News

“More transparency about how science works”

29 Jan 2024

Why can some studies not be replicated and what can we learn from this circumstance? An interview with psychologist Mario Gollwitzer and sociologist Andreas Schneck.

When scientific studies are repeated, the outcome should be the same. A number of years ago, it became apparent in the discipline of psychology that, for many prominent experiments, this was not the case. The discipline experienced a “crisis of replication”. Has this since been overcome?

Professor Mario Gollwitzer and Dr. Andreas Schneck address this topic in the interview reproduced below. The two LMU academics conduct research into whether the replicability of scientific studies can be improved ( META-REP). In the interview, they explain why some findings cannot be maintained, which subjects are affected and what this means for researchers and their training.

Let’s begin our conversation by looking back: What triggered the crisis of replication in the discipline of psychology?

Mario Gollwitzer: In 2015, an attempt was made to replicate 100 prominent experiments from the realms of general and social psychology. In the original studies, 97% of all the tests performed confirmed the given hypothesis. But in the repeat studies, this was the case in only 36% of tests. That obviously came as a shock to the whole scientific community.

Publication: Are most published research findings false?

Read more

Mr. Schneck, in a new publication you reviewed no fewer than 35,000 psychological studies that were published between 1975 and 2017. Why was that necessary?

Andreas Schneck: My study looks at how many supposedly significant findings are not in fact significant and how many really do have a kernel of truth to them. We call this the false discovery rate. Incidentally, I did this in the field of psychology not because it is the black sheep of the social sciences, but because it is the only discipline that, since the 1970s, has applied very strict standards to reporting on statistical tests. It is only thanks to this standardization that we can use automated methods to generate a sufficiently large data set in order to investigate this question. In sociology, which is my discipline, reports are produced in ways that are too heterogeneous.

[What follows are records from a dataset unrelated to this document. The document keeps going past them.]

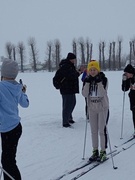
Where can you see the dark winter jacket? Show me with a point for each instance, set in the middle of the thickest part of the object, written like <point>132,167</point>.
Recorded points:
<point>69,74</point>
<point>126,85</point>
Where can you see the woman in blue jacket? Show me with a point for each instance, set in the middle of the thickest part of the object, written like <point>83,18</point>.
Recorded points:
<point>11,94</point>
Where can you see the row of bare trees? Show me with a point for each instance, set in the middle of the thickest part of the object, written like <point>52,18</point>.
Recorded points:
<point>110,55</point>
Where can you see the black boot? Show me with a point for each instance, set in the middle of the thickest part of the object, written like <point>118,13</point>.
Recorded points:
<point>94,156</point>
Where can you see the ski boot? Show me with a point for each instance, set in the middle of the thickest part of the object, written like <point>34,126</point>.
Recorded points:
<point>102,156</point>
<point>94,156</point>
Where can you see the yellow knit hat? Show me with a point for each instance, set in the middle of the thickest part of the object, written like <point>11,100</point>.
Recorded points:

What did you find in your study?

Schneck: I wanted to get a first indication of how problematic the situation really is. If we assume that the researchers did not falsify or manipulate their data or use any other forms of trickery, the false discovery rate, subject to certain assumptions, is roughly 7 percent, which is actually relatively good. However, if we factor in academic misconduct, the figure rises substantially, to 16 percent. That would indeed be an awful lot of false positive results. The same problems undoubtedly also exist in sociology.

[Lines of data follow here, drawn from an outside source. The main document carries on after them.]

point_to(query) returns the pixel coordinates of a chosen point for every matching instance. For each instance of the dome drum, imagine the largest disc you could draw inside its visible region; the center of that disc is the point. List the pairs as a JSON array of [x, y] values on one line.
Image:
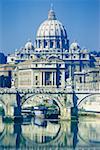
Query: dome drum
[[51, 34]]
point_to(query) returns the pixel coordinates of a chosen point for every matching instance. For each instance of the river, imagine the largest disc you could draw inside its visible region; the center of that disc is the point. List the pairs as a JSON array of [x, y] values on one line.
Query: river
[[54, 135]]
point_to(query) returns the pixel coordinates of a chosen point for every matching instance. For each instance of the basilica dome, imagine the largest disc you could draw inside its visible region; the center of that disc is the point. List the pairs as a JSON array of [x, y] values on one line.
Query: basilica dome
[[29, 45], [51, 34]]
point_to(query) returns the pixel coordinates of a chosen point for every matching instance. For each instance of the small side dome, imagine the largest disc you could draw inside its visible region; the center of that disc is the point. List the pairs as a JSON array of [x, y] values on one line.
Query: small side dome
[[29, 45], [74, 46]]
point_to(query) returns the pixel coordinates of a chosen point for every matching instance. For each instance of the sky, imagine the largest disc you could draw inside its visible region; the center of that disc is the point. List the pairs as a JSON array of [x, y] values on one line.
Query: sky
[[20, 19]]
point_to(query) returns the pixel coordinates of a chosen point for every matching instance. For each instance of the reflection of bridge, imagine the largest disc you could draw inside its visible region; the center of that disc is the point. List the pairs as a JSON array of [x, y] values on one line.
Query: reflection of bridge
[[67, 134], [64, 98]]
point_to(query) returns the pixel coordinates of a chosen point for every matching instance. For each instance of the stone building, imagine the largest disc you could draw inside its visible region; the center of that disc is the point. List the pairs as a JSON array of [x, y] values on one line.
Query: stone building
[[51, 60]]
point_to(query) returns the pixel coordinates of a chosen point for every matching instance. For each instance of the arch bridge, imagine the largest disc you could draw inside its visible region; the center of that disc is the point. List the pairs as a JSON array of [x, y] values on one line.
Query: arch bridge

Prof. Mario Gollwitzer and Dr. Andreas Schneck

Mario Gollwitzer and Andreas Schneck

research how the replicability of scientific studies can be improved.

© LMU/Stephan Höck

Similar replication projects in various disciplines

Could they also affect other disciplines?

Gollwitzer: Similar replication projects to those conducted for psychology in 2015 have been undertaken in economics, for example. The number of significant effects that were successfully replicated in this case was 61%, which was higher than in psychology but still far from satisfactory.

Neuroscience is affected, too. Here, the problem is that only a small number of test subjects can usually be investigated, if only because of the intricate methods needed. However, small numbers of cases reduce statistical power and the chance of finding an effect, if one exists at all. This insight is now being more clearly understood and is altering practices in this discipline. One project in the META-REP priority program concerns itself with the replicability of electroencephalography (EEG) studies, i.e. experiments in which brain activity is measured. More than 20 teams have joined forces to replicate effects found in earlier studies. Only by pooling resources in this way is it even possible to arrive at acceptable numbers of cases.

The statistical power initially depends on the number of cases

What can lead to false positives being published?

Schneck: How much information is statistically significant has to do with what is known as the statistical power of an experiment, i.e. how many true findings it is possible to discover in the first place. If this number is low, significance does not actually tell us very much. Conversely, and expressed in simple terms, the statistical power initially depends on the number of cases. If there are only a very few cases, it is unlikely that we will be able to identify statistically precise effects.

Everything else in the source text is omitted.